PAYMENT POLICY FOR EAST CAROLINA GASTROENTEROLOGY, P.A. AND EAST CAROLINA GASTROENTEROLOGY ENDOSCOPY CENTER
Thank you for choosing us as your health care provider. We are committed to providing you with a successful course of treatment. Please understand that payment of your bill is considered a part of your treatment. The following is a statement of our Payment Policy, which we ask you to read and sign prior to any treatment. We can bill your insurance plan(s) only if you give us complete information as required by your plan. If you cannot supply us with sufficient insurance information at the time of the visit, we will consider the entire bill to be the patient’s responsibility, and full payment will be due at the time of service .

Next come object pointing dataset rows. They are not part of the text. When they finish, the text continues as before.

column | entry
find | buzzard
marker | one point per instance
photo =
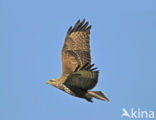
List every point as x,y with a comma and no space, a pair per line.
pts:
78,74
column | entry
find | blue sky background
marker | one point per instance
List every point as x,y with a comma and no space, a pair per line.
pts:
123,46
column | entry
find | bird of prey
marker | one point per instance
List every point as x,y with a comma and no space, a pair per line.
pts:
78,74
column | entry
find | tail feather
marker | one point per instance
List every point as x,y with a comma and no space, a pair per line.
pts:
98,95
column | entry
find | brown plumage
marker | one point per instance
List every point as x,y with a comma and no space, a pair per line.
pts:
78,76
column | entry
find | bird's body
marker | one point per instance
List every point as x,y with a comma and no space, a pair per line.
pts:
78,76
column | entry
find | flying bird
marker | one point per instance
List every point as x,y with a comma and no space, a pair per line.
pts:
79,76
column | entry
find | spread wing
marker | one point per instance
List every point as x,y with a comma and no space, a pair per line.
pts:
76,48
84,78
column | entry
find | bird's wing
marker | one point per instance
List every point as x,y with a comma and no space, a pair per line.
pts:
76,48
85,78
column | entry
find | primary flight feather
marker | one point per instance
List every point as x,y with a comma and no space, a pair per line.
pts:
78,75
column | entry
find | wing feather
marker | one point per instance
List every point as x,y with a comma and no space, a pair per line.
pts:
76,48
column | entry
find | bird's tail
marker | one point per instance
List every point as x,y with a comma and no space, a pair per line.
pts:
98,95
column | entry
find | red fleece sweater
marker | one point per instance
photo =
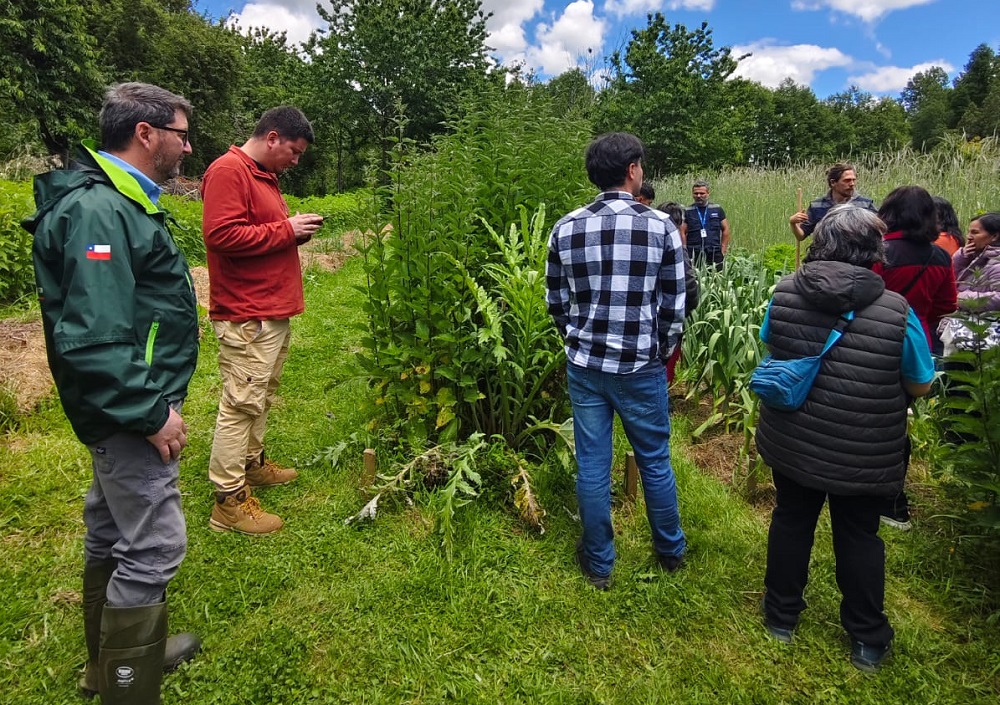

On rare occasions our clinic or the Endoscopy Center may not participate with your insurance carrier. It is your responsibility to verify this prior to services being rendered. If services are out of network you may be responsible for unpaid balance from your insurance company. You may also receive a check from your insurance company as payment for services we provided. We expect this check to be submitted at our office within three days of your receipt.
Patients with Insurance
All co-payments, deductibles, coinsurance, and charges for non-covered services are due at the time of service. We accept cash, checks, debit card, or any major credit card. Any charges not paid by insurance will become the patient/responsible party’s responsibility.
Patients without Insurance
Payment in full is due at the time of service. We accept cash, checks, debit card, or any major credit card.
Regardless of insurance coverage, if after default, your account is placed in the hands of an attorney or collection agency for collection, the undersigned agrees to pay all attorney and/or collection fees, together with all additional cost and expenses of collection to the present extent of the law.
Thank you for taking the time to read and understand our Payment Policy. Please let us know if you have any questions or concerns before signing below. Your signature indicates that you have read this policy and understand and agree to its terms.